Los Santos Evangelios nos hacen ver que nunca perdieron la fe. No obstante que antes de llegar a Jerusalén la estrella momentáneamente había desaparecido y decidieron preguntarle al rey Herodes: “¿Dónde está el nacido rey de los judíos?, pues vimos su estrella en Oriente y venimos a adorarle” (Mateo 2, 2). Los sabios y expertos en las Sagradas Escrituras que asesoraban a Herodes, respondieron que en Belén de Judá era la población que estaba vaticinada por los profetas donde nacería El Salvador.

Otra consideración teológica es la siguiente: no es que el hombre salga en busca de Dios, sino más bien es Dios quien ha salido en busca del ser humano. Se dice que la magnitud de la ofensa se mide proporcionalmente de acuerdo a la dignidad de la persona ofendida. Y, en este caso, después del pecado original de Adán y Eva, Dios era el Ofendido y, por ende, sólo Dios mismo podría repararla en la persona de Jesucristo.

Así que Dios tomó la iniciativa y vino a la tierra como un hombre más, estando en el seno de su madre por nueve meses, viviendo una vida normal, sin llamar la atención; trabajó como artesano al igual que San José. Llegado el momento de su vida pública predicó la Buena Nueva, hizo milagros y curó a los enfermos y moribundos. Posteriormente quiso padecer, sufrir y morir por amor a cada uno de los habitantes de esta tierra y, mediante su Resurrección, nos abrió las puertas del Paraíso.
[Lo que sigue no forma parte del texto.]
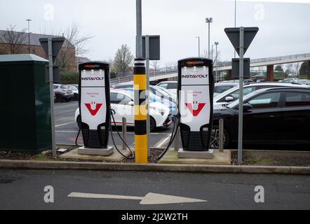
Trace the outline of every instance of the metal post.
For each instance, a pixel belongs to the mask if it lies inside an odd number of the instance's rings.
[[[209,31],[208,31],[208,32],[209,32],[209,34],[208,34],[208,35],[209,35],[209,37],[208,37],[208,57],[210,59],[210,22],[209,22],[208,24],[209,24]]]
[[[145,36],[145,57],[147,75],[147,156],[151,156],[150,149],[150,120],[149,120],[149,36]]]
[[[32,21],[30,19],[26,20],[26,21],[28,21],[28,51],[30,54],[30,22]]]
[[[235,0],[235,28],[236,25],[237,1]],[[234,58],[236,58],[236,50],[234,50]]]
[[[126,144],[127,144],[127,119],[126,118],[123,118],[123,150],[126,150],[127,149]]]
[[[220,131],[220,143],[219,150],[220,153],[224,152],[224,119],[221,118],[219,120],[219,131]]]
[[[200,36],[196,36],[198,38],[198,57],[200,57]]]
[[[53,46],[52,38],[48,38],[48,61],[50,74],[50,122],[52,125],[52,148],[53,157],[57,158],[56,141],[55,139],[55,117],[54,117],[54,78],[53,74]]]
[[[217,83],[217,46],[219,42],[215,42],[215,83]]]
[[[133,69],[135,90],[135,162],[147,163],[147,76],[144,58],[135,59]]]
[[[175,120],[175,122],[177,122],[177,120]],[[175,152],[179,151],[179,134],[180,134],[180,130],[177,131],[177,135],[175,136]]]
[[[240,64],[239,64],[239,125],[238,136],[238,163],[242,163],[243,132],[243,54],[244,27],[240,27]]]
[[[142,57],[142,15],[141,0],[136,0],[137,40],[136,57]]]

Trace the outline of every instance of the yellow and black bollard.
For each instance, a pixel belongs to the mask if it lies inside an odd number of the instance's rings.
[[[135,162],[147,163],[147,76],[143,58],[135,59],[133,81],[135,90]]]

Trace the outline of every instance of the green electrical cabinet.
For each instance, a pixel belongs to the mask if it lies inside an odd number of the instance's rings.
[[[0,150],[51,148],[48,64],[34,55],[0,55]]]

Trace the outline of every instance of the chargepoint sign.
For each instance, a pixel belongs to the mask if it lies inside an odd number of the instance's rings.
[[[90,130],[105,122],[107,116],[105,102],[105,71],[81,71],[81,115],[83,122]]]
[[[212,60],[179,61],[179,109],[184,150],[208,150],[212,130],[213,76]]]
[[[86,148],[106,148],[110,127],[109,65],[89,62],[79,66],[79,108]]]
[[[199,132],[201,124],[208,124],[210,120],[210,94],[205,88],[209,85],[209,68],[183,67],[182,74],[182,122],[192,131]]]

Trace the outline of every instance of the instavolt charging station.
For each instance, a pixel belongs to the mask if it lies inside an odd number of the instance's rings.
[[[109,155],[108,148],[111,125],[109,64],[92,62],[79,66],[79,110],[84,146],[79,154]]]
[[[205,58],[178,62],[180,158],[213,158],[210,143],[213,120],[213,66]]]

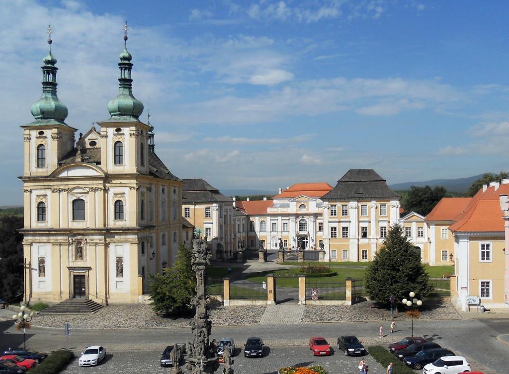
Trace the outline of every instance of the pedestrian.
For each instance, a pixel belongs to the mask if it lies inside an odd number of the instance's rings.
[[[366,360],[363,358],[359,362],[359,374],[366,374]]]
[[[387,374],[392,374],[392,363],[391,362],[389,364],[389,366],[387,367]]]

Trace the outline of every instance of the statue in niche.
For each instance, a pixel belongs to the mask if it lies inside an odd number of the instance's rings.
[[[76,245],[76,261],[83,261],[83,246],[81,243],[78,243]]]
[[[117,267],[117,277],[122,278],[124,276],[124,259],[121,257],[117,257],[116,265]]]
[[[44,258],[39,259],[39,276],[46,276],[46,260]]]

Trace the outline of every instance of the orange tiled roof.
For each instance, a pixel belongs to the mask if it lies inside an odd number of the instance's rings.
[[[504,220],[502,218],[499,196],[509,194],[509,184],[489,187],[483,192],[479,190],[468,204],[456,217],[456,222],[449,228],[456,232],[502,232]]]
[[[321,197],[332,190],[332,186],[325,182],[319,183],[296,183],[287,188],[278,195],[272,198],[284,198],[287,197],[297,197],[301,195],[305,195],[310,197]]]
[[[470,201],[471,197],[443,197],[426,216],[427,221],[452,221]]]
[[[240,208],[240,205],[242,205],[246,214],[267,214],[267,208],[272,207],[273,203],[272,200],[253,200],[237,202],[237,206]]]

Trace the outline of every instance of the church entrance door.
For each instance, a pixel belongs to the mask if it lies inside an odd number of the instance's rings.
[[[76,298],[86,298],[86,285],[85,284],[84,275],[74,274],[73,276],[74,282],[74,295]]]

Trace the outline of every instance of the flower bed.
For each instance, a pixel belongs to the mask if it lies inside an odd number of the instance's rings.
[[[281,367],[277,372],[278,374],[329,374],[327,371],[320,365],[308,367],[287,366]]]

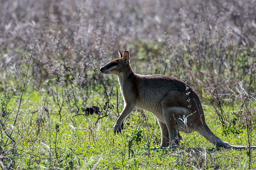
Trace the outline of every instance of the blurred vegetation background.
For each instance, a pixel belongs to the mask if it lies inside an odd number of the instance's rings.
[[[252,104],[256,95],[255,0],[2,0],[0,3],[1,132],[6,131],[4,125],[9,127],[8,134],[13,130],[20,137],[22,125],[11,130],[15,116],[22,123],[27,112],[43,115],[48,111],[40,107],[47,97],[55,119],[72,120],[65,117],[67,113],[85,113],[91,104],[108,115],[116,103],[106,103],[97,71],[118,56],[118,50],[129,51],[135,72],[163,74],[166,67],[165,75],[188,84],[203,103],[213,106],[219,117],[222,106],[229,106],[232,109],[224,112],[228,116],[220,121],[224,133],[245,116],[243,111],[249,113],[243,108],[246,101],[251,100],[246,108],[255,113]],[[36,41],[30,63],[26,60]],[[28,63],[26,99],[18,114],[15,106],[20,99],[15,96],[22,91]],[[115,97],[117,79],[100,76],[110,99]],[[63,111],[64,106],[68,106],[67,111]],[[230,122],[225,122],[226,116]],[[252,118],[253,123],[255,116]],[[242,131],[245,121],[240,121],[243,126],[236,125],[242,130],[231,131]],[[39,123],[38,127],[43,126]],[[2,136],[1,146],[8,143],[9,137],[5,137]]]
[[[80,52],[98,69],[117,57],[119,50],[130,51],[135,72],[163,74],[166,63],[165,75],[186,81],[199,93],[216,83],[221,93],[235,94],[238,82],[246,91],[255,92],[255,1],[2,4],[2,90],[17,91],[9,80],[24,63],[22,54],[36,40],[31,81],[38,90],[49,91],[49,80],[66,77],[67,83],[87,91],[98,78]]]

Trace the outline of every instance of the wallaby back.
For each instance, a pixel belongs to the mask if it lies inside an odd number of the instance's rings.
[[[196,131],[217,147],[237,149],[248,147],[231,145],[212,133],[205,123],[199,98],[188,85],[170,76],[135,73],[130,65],[129,52],[118,53],[119,58],[100,68],[102,73],[117,76],[124,102],[114,126],[115,134],[121,132],[124,119],[136,107],[156,117],[161,129],[162,147],[179,146],[180,131]]]

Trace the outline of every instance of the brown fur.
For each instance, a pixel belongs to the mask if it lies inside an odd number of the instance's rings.
[[[124,101],[124,108],[114,126],[115,134],[121,132],[124,120],[136,107],[152,112],[157,118],[162,133],[162,147],[179,146],[180,131],[196,131],[217,147],[247,148],[231,145],[212,132],[205,123],[199,98],[188,85],[168,76],[135,73],[130,65],[129,52],[122,54],[118,52],[120,57],[100,68],[102,73],[118,76]]]

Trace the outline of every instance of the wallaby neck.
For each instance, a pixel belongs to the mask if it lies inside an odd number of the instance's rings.
[[[134,73],[132,71],[130,64],[126,69],[125,69],[125,71],[122,71],[118,75],[117,75],[118,81],[121,89],[123,88],[124,85],[124,82],[126,80],[131,78],[131,76],[134,76]]]

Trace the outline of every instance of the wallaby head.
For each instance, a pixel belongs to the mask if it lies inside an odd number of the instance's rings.
[[[128,71],[130,70],[129,52],[126,51],[122,54],[119,50],[118,52],[120,57],[100,67],[100,70],[102,73],[118,75],[121,73]]]

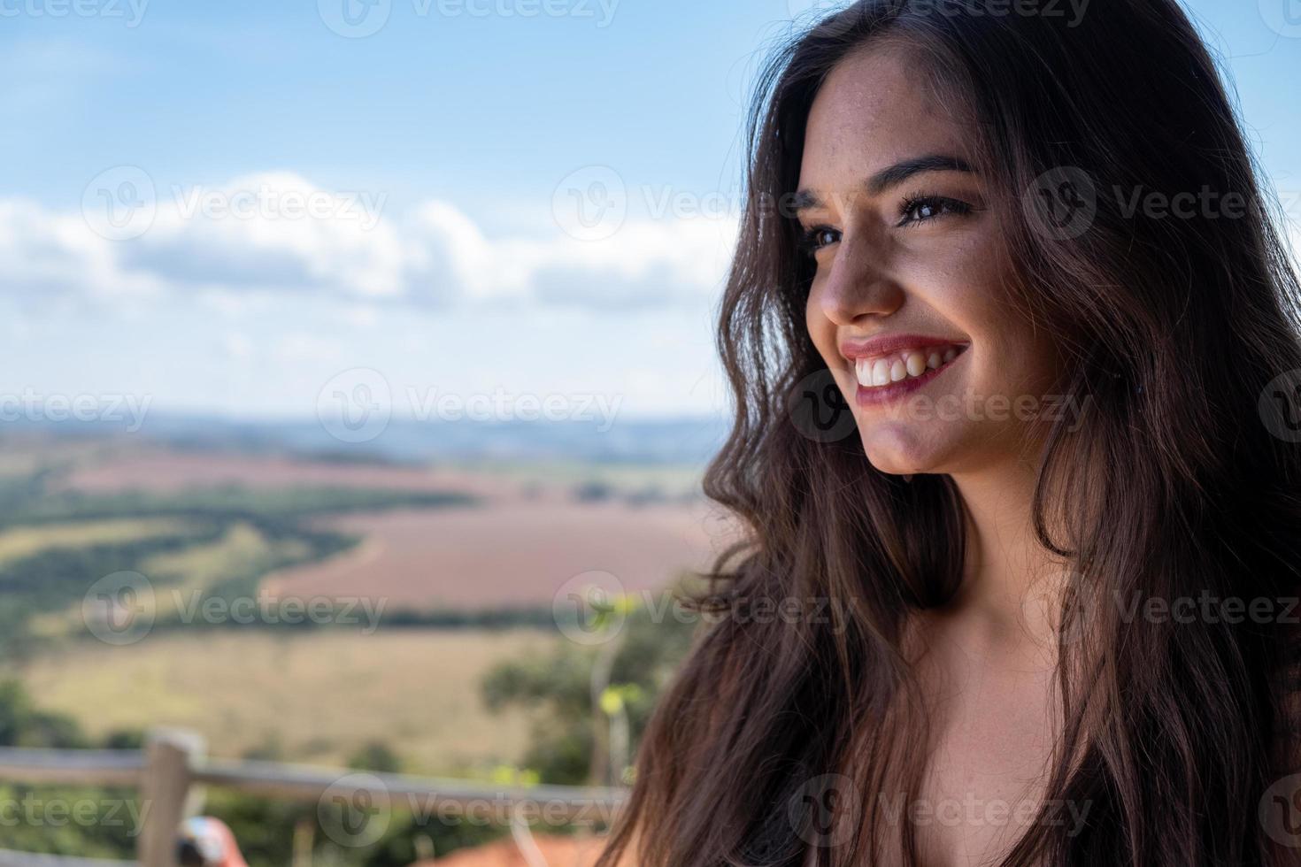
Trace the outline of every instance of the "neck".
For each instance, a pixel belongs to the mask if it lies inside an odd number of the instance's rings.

Lo que movió a Jesucristo a tanto sacrificio fue su deseo de cumplir la Voluntad de su Padre Dios y el infinito amor por los hombres. “Me amó y se entregó hasta la muerte a mí”, comenta asombrado el apóstol San Pablo (Carta a los Gálatas II, 20). Me parece que no nos podemos acostumbrar a esta manifestación del enorme amor de Dios por cada una de sus criaturas, por cada uno de sus hijos en todos los tiempos.